Hardware wallet provider Ledger has recently faced criticism and concerns from the crypto community regarding its newly announced Ledger Recover service. This service, introduced in the latest firmware update, aims to provide an ID-based key recovery solution by backing up users’ seed phrases. However, the crypto community has raised significant concerns about the potential risks associated with this service.
To utilize Ledger Recover, users are required to provide their passport or national identity card to confirm their identity. Three encrypted fragments of the seed phrases will be entrusted to Ledger, Coincover, and another third-party escrow provider. This arrangement has raised concerns among some users, who must now rely on the security of these companies.
Exciting update, Ledger has a new product, Ledger Recover, that’s launching soon: https://t.co/nT1VHnnSYz
🧵Here’s what Ledger Recover is and what it isn’t, explained by @P3b7_ & in the thread below. pic.twitter.com/RW1w07H6pK
— Ledger (@Ledger) May 16, 2023
Crypto community demands clarification from Ledger
Despite the fact that the service is optional and costs $9.99 per month, there are concerns that security flaws could affect even those who opt-out. These worries skyrocketed when Reddit user Joe Smith Reddit asked a specific question about whether Ledger’s systems had a built-in backdoor for accessing users’ private keys.
Is there a backdoor? Yes or No
by u/Joe_Smith_Reddit in ledgerwallet
Joe_Smith_Reddit’s question specifically referred to Ledger’s recover service, designed for Nano X device holders to recover their crypto in case they lose both their wallet device and recovery phrase.
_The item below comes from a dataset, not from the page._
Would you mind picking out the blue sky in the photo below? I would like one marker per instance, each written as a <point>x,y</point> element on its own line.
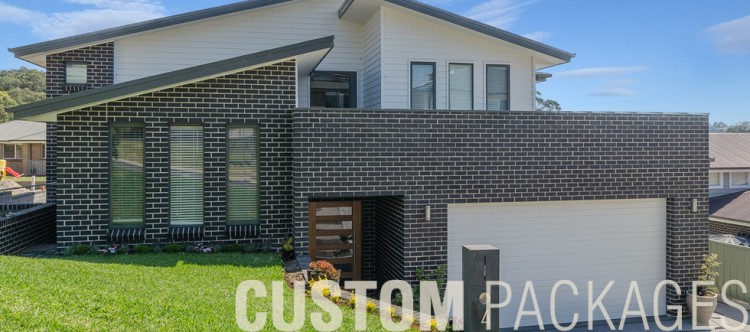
<point>632,56</point>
In response to customer complaints, Ledger reaffirmed its dedication to self-custody. The business clarified on Twitter that the Ledger Recover service is entirely optional and is not turned on by any firmware update automatically. They stressed that the user’s secret recovery phrase is generated securely on the device and is not accessible to the firm.
Self-custody remains and will always be the core principle of Ledger. The ethos of self-custody is that it’s your choice – you can choose to manage all your assets yourself, or you can have a backup with Ledger Recover.
It’s up to you – and that won’t change.
— Ledger (@Ledger) May 16, 2023
Despite these assurances, there are still some worries in the community, mostly related to the idea that Ledger devices might not offer users’ private keys the level of protection that the manufacturer claims.
Some opine users stop using the hardware wallet
Many users have expressed their lack of confidence in Ledger’s ability to protect digital sovereignty as a result of this, saying they can’t continue to recommend the hardware wallet manufacturer to anyone who values their privacy.
This opinion was echoed on Twitter by well-known cryptocurrency developer, author, and auditor “foobar,” who urged followers to stop using Ledger wallets immediately.
Stop using Ledger hardware wallets. Migrate away from them immediately. They’ve shown nothing but gross incompetence and wild misunderstanding of their own purpose. And now they’ve publicly admitted to intentionally backdooring their own proprietary hardware. Stop using Ledger pic.twitter.com/LLFFUsOW4y
— foobar (@0xfoobar) May 16, 2023
For existing customers who demanded the highest level of security from their devices, Ledger should have introduced a separate wallet offering a seed recovery service rather than adding it as a firmware update, according to many members of the community.
It’s worth noting that Ledger has faced previous incidents compromising user security, such as accidentally leaking the personal information of over 270,000 customers in July 2020. However, it is important to highlight that this particular incident did not impact the security of users’ private keys.
While the company asserts the service’s optional nature and highlights its commitment to users’ self-custody of funds, doubts remain regarding the overall security of private keys.